Provides the ability to send SMS and Email notification/messages to customers.
Libraries are not deployable pieces of code. They are intended to support the common functionality of the services. Most library projects produce one build artifact and contain unit tests for their classes.
Services which consume JWT tokens created by identity use anubis to check them. Anubis uses spring security to manage authentication information, and publishes the permissions defined by the programmer for the service. Anubis also contains library support for testing services which use anubis for their security.
Services which make requests to other services can use permitted-feign-client to transparently specify which requests and to request impersonation rights to specific endpoints for a user.
Support for unit tests and component tests in the services
Each of the services has a Feign application programming interface (api). This project contains code intended to support the creation of a Feign API.
Services are all implemented using CQRS. Command provides library support for asynchronous processing and audit-able NoSQL persistence of POST, PUT, and DELETE requests.

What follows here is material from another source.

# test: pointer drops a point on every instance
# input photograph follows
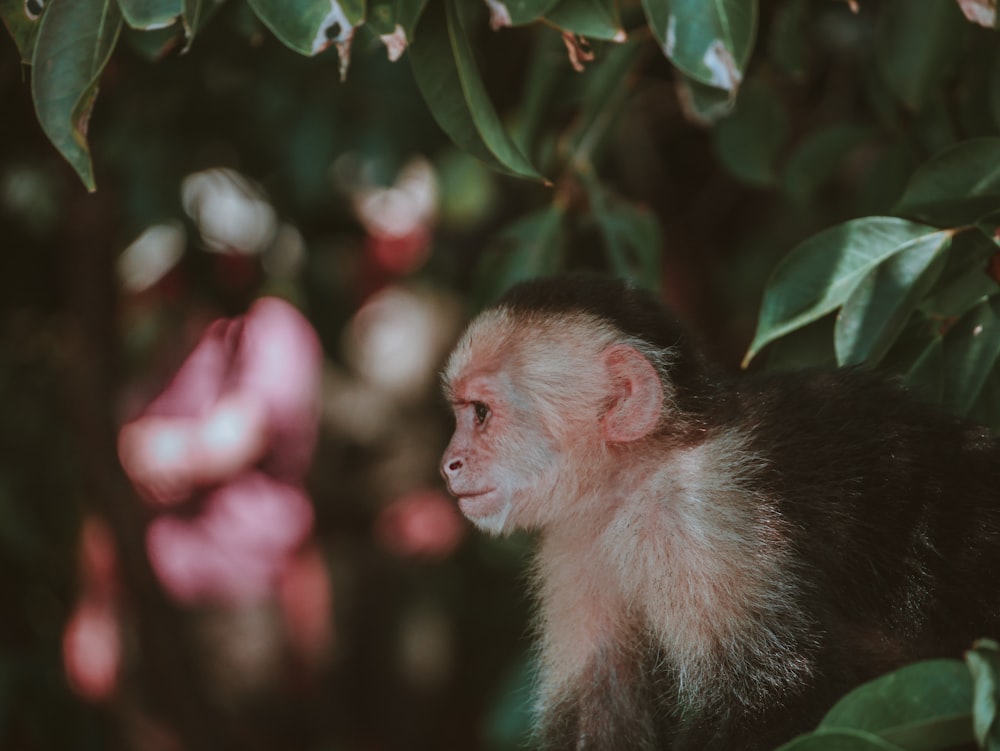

The non-central, eventually-consistent persistence approach is central to our disaster recovery strategy.
mariadb and data persistence
Most (but not all) services use an SQL persistence for querying of data via GET requests. This library provides tenant-separation based on header contents.
All services save commands to the NoSQL DB Apache Cassandra. Some save other data there as well. This library provides tenant-separation based on header contents.
Handles correct multi-threading for command handling.
Miscellaneous. If you can't figure out where to put it, put it here. But first consider creating a new library project.